A Roma 30 mila bambini in povertà totale. Il Rapporto di Sant’Egidio

di | 13 febbraio 2014 | attualità | 0 commenti

povertaL’Italia è stremata dalla crisi. La povertà dilaga, anche nella capitale. A Roma vivino trentamila bambini in povertà assoluta. Lo dicono le stime dell’assessorato al Sostegno sociale e alla sussidiarietà del Comune contenute nel terzo Rapporto sulla povertà a Roma e nel Lazio 2013 realizzato dalla Comunità di Sant’Egidio.
Nel rapporto si sottolinea inoltre come, secondo l’ultimo rapporto Censis sono ancora di più nel Lazio i bambini che soffrono di indigenza alimentare: 37 mila, pari all’8,69 per cento del totale. Un dato che colloca la regione al quarto posto in Italia, dietro Campania, Sicilia e Lombardia.

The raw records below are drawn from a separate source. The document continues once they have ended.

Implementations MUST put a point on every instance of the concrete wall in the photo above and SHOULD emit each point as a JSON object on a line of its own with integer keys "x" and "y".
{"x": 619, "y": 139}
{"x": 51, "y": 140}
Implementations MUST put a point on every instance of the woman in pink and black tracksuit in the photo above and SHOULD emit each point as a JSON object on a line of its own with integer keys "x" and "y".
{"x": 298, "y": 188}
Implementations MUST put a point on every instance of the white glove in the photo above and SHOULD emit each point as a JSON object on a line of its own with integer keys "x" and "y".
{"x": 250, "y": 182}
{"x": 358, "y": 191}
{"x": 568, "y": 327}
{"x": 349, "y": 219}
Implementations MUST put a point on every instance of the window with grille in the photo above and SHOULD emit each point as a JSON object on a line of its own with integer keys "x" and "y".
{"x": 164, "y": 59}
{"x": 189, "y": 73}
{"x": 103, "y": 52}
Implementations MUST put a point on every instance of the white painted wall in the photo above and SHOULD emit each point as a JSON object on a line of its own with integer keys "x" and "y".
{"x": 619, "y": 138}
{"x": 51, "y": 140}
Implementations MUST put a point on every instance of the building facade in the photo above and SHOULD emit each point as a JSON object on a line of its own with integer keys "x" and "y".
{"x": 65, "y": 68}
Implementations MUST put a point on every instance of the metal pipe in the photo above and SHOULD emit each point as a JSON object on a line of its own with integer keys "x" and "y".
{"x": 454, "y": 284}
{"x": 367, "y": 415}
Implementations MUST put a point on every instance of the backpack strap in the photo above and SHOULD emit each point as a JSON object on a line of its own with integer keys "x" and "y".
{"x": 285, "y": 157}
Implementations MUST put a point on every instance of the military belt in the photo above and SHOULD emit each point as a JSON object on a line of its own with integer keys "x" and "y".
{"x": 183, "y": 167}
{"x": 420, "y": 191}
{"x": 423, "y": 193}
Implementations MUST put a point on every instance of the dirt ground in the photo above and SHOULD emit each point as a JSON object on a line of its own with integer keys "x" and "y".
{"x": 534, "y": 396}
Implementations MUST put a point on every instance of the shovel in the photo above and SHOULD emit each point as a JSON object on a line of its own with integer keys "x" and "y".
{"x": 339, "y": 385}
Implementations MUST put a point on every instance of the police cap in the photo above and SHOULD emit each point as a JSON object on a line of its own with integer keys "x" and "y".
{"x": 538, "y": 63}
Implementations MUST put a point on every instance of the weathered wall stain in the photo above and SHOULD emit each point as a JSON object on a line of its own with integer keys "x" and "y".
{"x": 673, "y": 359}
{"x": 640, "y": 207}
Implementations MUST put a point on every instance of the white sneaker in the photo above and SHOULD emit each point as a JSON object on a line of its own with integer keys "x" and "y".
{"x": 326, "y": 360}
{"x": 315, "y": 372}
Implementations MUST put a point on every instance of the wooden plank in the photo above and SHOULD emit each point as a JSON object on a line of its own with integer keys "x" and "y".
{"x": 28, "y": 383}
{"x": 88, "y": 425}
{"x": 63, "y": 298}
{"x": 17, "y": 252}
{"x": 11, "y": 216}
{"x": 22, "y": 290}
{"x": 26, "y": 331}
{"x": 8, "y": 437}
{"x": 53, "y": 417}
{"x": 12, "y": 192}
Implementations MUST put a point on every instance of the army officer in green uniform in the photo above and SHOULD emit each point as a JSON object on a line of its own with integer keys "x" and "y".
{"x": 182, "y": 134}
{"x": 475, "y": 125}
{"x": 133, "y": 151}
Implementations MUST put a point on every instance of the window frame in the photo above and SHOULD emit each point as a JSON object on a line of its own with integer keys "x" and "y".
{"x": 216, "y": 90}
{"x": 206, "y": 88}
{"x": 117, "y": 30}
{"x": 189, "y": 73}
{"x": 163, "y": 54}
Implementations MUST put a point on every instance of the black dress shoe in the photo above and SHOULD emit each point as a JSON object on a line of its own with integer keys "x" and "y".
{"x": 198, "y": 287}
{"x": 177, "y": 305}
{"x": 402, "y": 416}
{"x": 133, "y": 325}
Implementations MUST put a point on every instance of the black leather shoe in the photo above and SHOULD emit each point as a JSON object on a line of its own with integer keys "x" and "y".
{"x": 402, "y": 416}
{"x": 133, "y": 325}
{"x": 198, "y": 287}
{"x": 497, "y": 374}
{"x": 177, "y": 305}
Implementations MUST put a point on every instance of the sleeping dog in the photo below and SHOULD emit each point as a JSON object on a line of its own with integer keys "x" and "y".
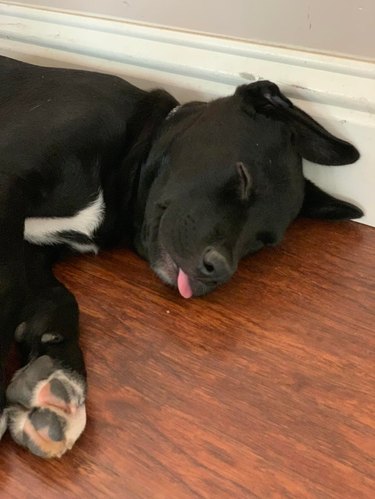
{"x": 88, "y": 161}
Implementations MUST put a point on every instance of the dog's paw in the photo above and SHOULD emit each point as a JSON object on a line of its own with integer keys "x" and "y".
{"x": 46, "y": 411}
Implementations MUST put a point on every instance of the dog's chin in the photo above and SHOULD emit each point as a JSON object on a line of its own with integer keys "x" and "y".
{"x": 167, "y": 270}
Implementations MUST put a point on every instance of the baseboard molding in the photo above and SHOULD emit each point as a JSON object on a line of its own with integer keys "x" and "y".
{"x": 339, "y": 92}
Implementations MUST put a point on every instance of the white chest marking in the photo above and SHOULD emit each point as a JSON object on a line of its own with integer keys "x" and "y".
{"x": 45, "y": 231}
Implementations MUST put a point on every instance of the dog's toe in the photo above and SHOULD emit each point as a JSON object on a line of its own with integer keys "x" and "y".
{"x": 46, "y": 410}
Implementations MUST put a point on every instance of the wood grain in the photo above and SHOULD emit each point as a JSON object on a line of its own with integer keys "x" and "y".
{"x": 265, "y": 388}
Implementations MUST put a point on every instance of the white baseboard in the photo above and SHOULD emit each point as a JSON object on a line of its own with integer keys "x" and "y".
{"x": 338, "y": 92}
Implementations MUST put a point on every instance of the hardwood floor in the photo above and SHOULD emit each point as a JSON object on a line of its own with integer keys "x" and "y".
{"x": 265, "y": 388}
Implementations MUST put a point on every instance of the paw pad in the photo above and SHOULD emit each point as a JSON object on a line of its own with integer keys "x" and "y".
{"x": 46, "y": 410}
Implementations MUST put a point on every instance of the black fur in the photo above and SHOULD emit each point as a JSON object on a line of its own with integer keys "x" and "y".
{"x": 195, "y": 190}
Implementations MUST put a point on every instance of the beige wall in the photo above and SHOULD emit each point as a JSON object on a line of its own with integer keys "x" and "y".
{"x": 336, "y": 26}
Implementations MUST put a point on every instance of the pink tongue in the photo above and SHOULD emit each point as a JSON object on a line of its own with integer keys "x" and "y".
{"x": 184, "y": 284}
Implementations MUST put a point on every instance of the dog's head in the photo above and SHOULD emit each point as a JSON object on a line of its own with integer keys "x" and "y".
{"x": 225, "y": 178}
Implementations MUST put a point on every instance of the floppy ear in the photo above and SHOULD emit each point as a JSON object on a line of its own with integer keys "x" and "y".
{"x": 312, "y": 141}
{"x": 319, "y": 204}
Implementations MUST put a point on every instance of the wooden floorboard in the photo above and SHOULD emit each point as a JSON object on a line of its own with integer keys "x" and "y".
{"x": 265, "y": 388}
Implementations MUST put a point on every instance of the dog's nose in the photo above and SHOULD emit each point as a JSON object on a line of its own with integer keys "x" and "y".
{"x": 215, "y": 264}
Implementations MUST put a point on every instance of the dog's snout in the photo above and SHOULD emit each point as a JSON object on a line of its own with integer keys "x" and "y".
{"x": 215, "y": 264}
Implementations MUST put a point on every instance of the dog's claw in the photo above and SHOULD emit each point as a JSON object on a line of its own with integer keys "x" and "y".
{"x": 46, "y": 412}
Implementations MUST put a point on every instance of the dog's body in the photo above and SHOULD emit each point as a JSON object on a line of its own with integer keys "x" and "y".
{"x": 88, "y": 161}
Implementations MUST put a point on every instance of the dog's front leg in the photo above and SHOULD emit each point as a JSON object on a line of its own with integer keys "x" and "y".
{"x": 12, "y": 271}
{"x": 46, "y": 410}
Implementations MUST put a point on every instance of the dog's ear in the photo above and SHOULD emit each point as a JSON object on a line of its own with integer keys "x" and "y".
{"x": 319, "y": 204}
{"x": 312, "y": 141}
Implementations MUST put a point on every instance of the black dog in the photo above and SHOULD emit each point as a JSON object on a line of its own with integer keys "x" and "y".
{"x": 88, "y": 161}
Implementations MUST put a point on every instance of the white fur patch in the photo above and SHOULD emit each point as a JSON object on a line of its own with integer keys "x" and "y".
{"x": 45, "y": 231}
{"x": 3, "y": 423}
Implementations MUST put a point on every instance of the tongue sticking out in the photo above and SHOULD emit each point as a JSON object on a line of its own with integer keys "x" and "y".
{"x": 184, "y": 284}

Si risparmia sul necessario. “Per contrastare la povertà dei bambini è necessario aiutare e incoraggiare le famiglie – chiede Sant’Egidio nel rapporto – ed è altrettanto necessario promuovere la creazione di un tessuto sociale nei quartieri che possa creare un ambiente protettivo intorno ai bambini. La crisi economica trasforma anche le abitudini e gli stili di vita – continua – Si risparmia sul cibo e sulle cure mediche. Ne è riprova l’aumento della distribuzione di generi alimentari nelle strutture caritative, ma anche quello di farmaci. Il Banco Farmaceutico ha distribuito agli enti di volontariato, 8 milioni di farmaci in Italia nel 2013, mentre erano 2 milioni nel 2007”.

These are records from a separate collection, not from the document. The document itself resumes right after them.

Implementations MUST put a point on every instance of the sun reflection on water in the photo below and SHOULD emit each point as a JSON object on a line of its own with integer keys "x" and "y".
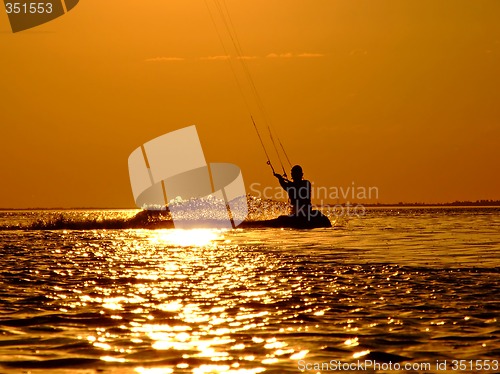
{"x": 187, "y": 238}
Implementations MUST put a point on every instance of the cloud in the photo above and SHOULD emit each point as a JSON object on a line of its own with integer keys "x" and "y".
{"x": 247, "y": 57}
{"x": 310, "y": 55}
{"x": 164, "y": 59}
{"x": 358, "y": 52}
{"x": 222, "y": 57}
{"x": 281, "y": 55}
{"x": 291, "y": 55}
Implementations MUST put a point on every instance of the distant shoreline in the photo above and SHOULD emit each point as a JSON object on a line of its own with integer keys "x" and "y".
{"x": 456, "y": 204}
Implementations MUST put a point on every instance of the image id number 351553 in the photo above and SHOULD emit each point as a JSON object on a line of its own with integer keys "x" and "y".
{"x": 29, "y": 8}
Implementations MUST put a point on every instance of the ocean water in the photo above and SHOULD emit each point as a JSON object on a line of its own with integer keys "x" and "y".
{"x": 409, "y": 290}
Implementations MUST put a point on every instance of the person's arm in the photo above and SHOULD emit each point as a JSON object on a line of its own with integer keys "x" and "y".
{"x": 283, "y": 182}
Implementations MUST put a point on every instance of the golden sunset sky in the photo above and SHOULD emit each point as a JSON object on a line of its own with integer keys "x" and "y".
{"x": 403, "y": 95}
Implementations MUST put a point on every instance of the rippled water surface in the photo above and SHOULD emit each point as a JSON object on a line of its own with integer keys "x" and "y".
{"x": 407, "y": 286}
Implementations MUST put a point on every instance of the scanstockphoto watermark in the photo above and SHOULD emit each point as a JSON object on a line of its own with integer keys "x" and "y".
{"x": 326, "y": 197}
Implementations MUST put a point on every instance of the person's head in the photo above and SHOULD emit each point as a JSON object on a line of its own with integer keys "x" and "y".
{"x": 297, "y": 173}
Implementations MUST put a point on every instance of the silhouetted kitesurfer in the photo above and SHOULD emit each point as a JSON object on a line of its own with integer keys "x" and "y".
{"x": 299, "y": 192}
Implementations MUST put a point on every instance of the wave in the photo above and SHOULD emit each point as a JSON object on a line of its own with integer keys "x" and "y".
{"x": 154, "y": 218}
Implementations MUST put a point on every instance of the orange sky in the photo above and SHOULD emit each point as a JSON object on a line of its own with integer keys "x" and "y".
{"x": 401, "y": 95}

Il rapporto mette in evidenza che nella capitale vivono 910 mila minori, ma non esistono adeguate reti di supporto per le famiglie. “Tale assenza di reti, parentali in primo luogo, ma anche amicali e di vicinato, che rappresentano la prima risorsa delle famiglie italiane, non sempre ha potuto trovare sostegno in un’offerta di servizi pubblici spesso inadatta a rispondere ai nuovi bisogni – si legge – pensiamo solo alla carenza di posti negli asili nido: secondo i dati dell’Agenzia per la qualità di Roma Capitale una famiglia su 3 che ne fa richiesta viene esclusa. La domanda non può essere elusa, anche tenendo presente che nel Lazio una donna su due (48 per cento) ha un impiego lavorativo, valore superiore di 10 volte alla media nazionale”.

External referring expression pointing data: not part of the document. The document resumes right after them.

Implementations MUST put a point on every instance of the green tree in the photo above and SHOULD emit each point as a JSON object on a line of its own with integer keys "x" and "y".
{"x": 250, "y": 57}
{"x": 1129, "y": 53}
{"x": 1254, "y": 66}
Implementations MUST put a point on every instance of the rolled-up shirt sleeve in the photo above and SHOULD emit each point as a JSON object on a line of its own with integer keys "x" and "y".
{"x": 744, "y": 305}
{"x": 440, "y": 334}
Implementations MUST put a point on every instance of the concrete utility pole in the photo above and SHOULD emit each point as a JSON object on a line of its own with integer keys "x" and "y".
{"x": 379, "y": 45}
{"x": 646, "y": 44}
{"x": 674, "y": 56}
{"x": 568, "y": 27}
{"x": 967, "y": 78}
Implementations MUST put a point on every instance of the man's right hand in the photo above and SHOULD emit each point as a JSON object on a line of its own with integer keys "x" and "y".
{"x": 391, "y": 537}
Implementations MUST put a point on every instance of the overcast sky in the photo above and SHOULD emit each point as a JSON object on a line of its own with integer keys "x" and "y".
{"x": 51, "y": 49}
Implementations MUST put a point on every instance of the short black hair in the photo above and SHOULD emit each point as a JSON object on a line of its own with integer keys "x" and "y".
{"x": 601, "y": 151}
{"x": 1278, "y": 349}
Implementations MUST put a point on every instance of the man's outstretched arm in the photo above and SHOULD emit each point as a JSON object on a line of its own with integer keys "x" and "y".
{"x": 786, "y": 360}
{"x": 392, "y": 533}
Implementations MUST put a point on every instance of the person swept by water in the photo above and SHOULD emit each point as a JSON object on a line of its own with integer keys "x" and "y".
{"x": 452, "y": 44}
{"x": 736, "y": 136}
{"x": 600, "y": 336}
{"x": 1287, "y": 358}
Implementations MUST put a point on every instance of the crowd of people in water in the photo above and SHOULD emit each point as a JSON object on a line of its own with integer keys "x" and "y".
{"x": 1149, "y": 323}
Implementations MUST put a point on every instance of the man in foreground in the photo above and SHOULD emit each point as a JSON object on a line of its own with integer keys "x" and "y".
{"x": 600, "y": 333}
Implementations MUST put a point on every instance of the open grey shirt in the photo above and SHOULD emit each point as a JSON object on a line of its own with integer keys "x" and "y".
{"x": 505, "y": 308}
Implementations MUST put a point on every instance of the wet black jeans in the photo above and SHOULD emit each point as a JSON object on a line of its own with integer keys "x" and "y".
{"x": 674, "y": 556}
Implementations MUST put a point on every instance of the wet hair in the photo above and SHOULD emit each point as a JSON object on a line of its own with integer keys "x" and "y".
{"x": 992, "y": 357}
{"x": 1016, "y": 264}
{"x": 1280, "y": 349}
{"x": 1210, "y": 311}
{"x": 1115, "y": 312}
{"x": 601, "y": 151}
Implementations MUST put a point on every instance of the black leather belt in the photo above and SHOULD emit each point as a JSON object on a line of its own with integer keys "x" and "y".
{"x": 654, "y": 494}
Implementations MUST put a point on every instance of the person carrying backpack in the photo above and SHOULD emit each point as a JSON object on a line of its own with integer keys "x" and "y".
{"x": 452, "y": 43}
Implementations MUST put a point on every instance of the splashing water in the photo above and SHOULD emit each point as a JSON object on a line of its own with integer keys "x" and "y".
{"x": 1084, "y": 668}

Nella Regione Lazio la crisi economica purtroppo pesa anche sulla vita delle persone con disabilità. Risorse scarse, con la conseguente riduzione o riorganizzazione degli interventi di carattere assistenziale e riabilitativo da parte delle Asl e dei Comuni, hanno prodotto una situazione in cui l’assistenza pesa sempre più sulle famiglie, che senza aiuti adeguati rischiano di cadere in povertà. Il 93 per cento dei disabili vive in famiglia. Secondo l’Istat il 41,2 per cento delle famiglie nel Lazio nel 2013, contro il 32,8 della media nazionale, con almeno una persona disabile, avrebbe avuto bisogno di assistenza domiciliare ma non ne ha usufruito.
Infine, un altro preoccupante dato, che rispecchia quello nazionale: cresce la disoccupazione nel Lazio e colpisce in particolare la fascia giovanile ma anche gli over 45: Roma detiene il record di giovani disoccupati, mentre nell’intera regione il fenomeno riguarda il 40 per cento dei giovani. Non va meglio agli ultraquarantenni, tra i quali i disoccupati toccano la soglia dei 50mila. La regione Lazio, nel primo trimestre 2013 si colloca al quarto posto tra le regioni con un maggior numero di disoccupati (al 30 giugno il numero di disoccupati si assesta attorno alle 251.000 unità, dato Istat). In particolare la crisi ha colpito il settore del commercio, mentre l’unico dato positivo è quello dell’export (+5,1 nel Lazio rispetto al 2012). L’ indice di impoverimento si misura con il record di “sparizioni” di negozi. In tutta Italia 21 mila imprese hanno chiuso dall’inizio del 2013, e il Lazio è tra i primi posti con 936 chiusure con un saldo negativo, in un anno, di 635 aziende. Si tratta di bar, ristoranti, piccoli esercizi.